Delegate Landes then threw Cline a lifeline of sorts, agreeing to report with no recommendation if the proper substitute could be drafted by the full committee's last hearing, about a half hour hence. Proviso: Bills recommended in this manner only are brought up at the full committee chairman's discretion.

Scramble: Cline, committee staff and Legislative Services hustled to unravel the knots. Meantime, potential wolves at the gate: A guy from Virginia Enterprise Application Program showed up with questions and talked with yours truly and another pro-transparency lobbyist. Not against, but concerns, and concerns are enough for Appropriations to put the kibosh on apple pie and the flag. More: He tipped us off that General Services was against it. What a perfect Friday early evening.

Finally, full committee in progress and after a few bills were heard, and wondering exactly how many days it would be before I'd see family and friends, a mini-miracle. After a lengthy and contentious debate on transportation funding, where Democrats grilled Delegate Glen Oder (R-94, Newport News) on his innovative plan while Republicans grilled, in turn, Transportation Secretary Pierce Homer for not having a plan at all, the Chairman, Delegate Lacey Putney (I-19, Bedford) called up HB 2285, substitute ready and all!

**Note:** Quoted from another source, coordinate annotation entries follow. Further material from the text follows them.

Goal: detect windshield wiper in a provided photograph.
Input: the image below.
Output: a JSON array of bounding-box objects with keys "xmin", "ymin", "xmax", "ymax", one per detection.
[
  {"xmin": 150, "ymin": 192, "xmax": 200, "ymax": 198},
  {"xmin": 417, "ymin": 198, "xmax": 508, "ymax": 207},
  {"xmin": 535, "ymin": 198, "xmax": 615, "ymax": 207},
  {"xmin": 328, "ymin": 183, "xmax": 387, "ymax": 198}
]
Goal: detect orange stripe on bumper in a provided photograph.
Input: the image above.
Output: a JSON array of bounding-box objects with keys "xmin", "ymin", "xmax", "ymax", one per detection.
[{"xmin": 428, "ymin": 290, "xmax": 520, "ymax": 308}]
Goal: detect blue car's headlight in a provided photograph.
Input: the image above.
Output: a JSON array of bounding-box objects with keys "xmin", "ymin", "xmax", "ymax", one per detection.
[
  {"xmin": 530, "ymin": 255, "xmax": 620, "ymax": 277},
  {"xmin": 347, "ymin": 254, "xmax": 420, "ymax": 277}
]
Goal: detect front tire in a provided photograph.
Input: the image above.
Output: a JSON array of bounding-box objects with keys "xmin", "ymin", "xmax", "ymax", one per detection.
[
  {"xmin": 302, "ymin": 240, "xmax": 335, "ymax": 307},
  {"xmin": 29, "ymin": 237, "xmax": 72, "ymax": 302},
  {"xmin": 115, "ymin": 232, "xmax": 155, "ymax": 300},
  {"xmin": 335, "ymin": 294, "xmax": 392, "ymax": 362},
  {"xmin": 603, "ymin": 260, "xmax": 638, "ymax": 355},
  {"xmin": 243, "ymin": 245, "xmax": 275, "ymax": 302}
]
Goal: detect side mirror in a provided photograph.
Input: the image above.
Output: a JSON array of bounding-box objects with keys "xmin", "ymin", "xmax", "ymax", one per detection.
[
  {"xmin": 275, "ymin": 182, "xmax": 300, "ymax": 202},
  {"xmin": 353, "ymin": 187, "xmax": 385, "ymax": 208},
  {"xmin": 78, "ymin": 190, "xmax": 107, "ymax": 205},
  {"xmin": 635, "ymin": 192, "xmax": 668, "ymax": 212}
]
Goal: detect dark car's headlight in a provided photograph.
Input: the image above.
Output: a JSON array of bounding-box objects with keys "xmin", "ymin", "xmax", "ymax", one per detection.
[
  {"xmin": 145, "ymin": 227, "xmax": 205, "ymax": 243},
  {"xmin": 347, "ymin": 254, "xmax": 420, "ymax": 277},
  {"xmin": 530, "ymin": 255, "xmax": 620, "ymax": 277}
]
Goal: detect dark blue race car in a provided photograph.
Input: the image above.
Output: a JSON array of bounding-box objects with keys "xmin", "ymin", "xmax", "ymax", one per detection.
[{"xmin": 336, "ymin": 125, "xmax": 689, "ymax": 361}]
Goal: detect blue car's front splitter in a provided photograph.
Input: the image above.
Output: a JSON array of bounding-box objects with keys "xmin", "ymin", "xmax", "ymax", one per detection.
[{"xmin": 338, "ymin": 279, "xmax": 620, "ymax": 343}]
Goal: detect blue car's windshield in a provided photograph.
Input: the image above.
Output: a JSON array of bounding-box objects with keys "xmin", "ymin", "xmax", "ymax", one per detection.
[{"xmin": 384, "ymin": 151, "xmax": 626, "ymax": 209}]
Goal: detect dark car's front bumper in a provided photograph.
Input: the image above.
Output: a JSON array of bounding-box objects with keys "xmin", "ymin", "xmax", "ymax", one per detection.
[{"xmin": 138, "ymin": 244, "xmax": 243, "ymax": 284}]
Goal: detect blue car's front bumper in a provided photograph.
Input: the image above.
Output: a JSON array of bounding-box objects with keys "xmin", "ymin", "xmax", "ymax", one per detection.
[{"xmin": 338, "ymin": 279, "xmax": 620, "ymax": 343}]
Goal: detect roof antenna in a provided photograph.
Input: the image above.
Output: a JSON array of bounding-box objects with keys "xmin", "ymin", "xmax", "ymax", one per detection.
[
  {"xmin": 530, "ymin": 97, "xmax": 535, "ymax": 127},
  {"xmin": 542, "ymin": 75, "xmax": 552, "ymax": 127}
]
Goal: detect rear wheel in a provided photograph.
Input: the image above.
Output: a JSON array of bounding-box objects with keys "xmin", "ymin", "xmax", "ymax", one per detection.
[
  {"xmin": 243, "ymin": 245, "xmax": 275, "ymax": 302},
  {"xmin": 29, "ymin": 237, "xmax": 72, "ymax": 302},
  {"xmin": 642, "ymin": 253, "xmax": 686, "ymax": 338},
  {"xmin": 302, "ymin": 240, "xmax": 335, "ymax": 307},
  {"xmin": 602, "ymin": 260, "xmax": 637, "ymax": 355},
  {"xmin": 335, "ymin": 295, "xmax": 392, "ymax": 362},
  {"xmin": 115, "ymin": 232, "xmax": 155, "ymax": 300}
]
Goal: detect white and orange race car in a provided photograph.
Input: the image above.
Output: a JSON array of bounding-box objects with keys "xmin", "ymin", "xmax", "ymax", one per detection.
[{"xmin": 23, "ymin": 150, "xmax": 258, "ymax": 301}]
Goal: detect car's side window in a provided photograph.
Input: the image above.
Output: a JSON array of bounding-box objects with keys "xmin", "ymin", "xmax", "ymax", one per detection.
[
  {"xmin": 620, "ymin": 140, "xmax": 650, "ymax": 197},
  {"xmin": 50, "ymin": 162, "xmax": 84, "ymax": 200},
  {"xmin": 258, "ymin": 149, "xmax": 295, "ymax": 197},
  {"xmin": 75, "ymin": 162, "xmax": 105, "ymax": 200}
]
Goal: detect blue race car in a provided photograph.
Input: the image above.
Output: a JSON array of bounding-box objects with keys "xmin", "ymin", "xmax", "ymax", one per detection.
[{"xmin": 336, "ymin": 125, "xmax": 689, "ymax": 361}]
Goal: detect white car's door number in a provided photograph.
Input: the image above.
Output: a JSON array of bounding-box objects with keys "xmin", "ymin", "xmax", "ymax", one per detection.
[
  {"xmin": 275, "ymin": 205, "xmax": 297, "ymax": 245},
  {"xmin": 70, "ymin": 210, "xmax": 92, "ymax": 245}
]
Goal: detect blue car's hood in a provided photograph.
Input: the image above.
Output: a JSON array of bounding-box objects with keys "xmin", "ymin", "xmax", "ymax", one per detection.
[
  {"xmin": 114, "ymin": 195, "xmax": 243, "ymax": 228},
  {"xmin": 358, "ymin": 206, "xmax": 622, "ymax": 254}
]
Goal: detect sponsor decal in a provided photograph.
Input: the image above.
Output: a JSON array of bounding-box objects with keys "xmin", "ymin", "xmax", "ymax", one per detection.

Here's what I don't get: The committee has the correct substitute language, and during discussion of the bill several key members say they have had conversations with people who could be affected or must administer the bill if it becomes law, including the auditor and the Secretary of Technology,  and they report these people say there are no costs. (Question: How did they know what to ask if they didn't know what the substitute language was?) But they want the committee staff's opinion. Not that committee staff isn't great. They are. But how much vetting do you need when the members have gone to the top guys to begin with and they can see the difference in the substitute and original?

More discussion. Costs or no costs? How can we be sure? No one from Public Accounts to verify, but luckily the VEAP guy is silent and no one from DGS is around. Then, what's the purpose? If the information is out there, why do we need this? Is this about transparency? Is this about good government? Come clean Delegate Cline.

Finally, a motion and a second. Unanimous voice approval. I wiped the sweat off my brow and made the Sign of the Cross.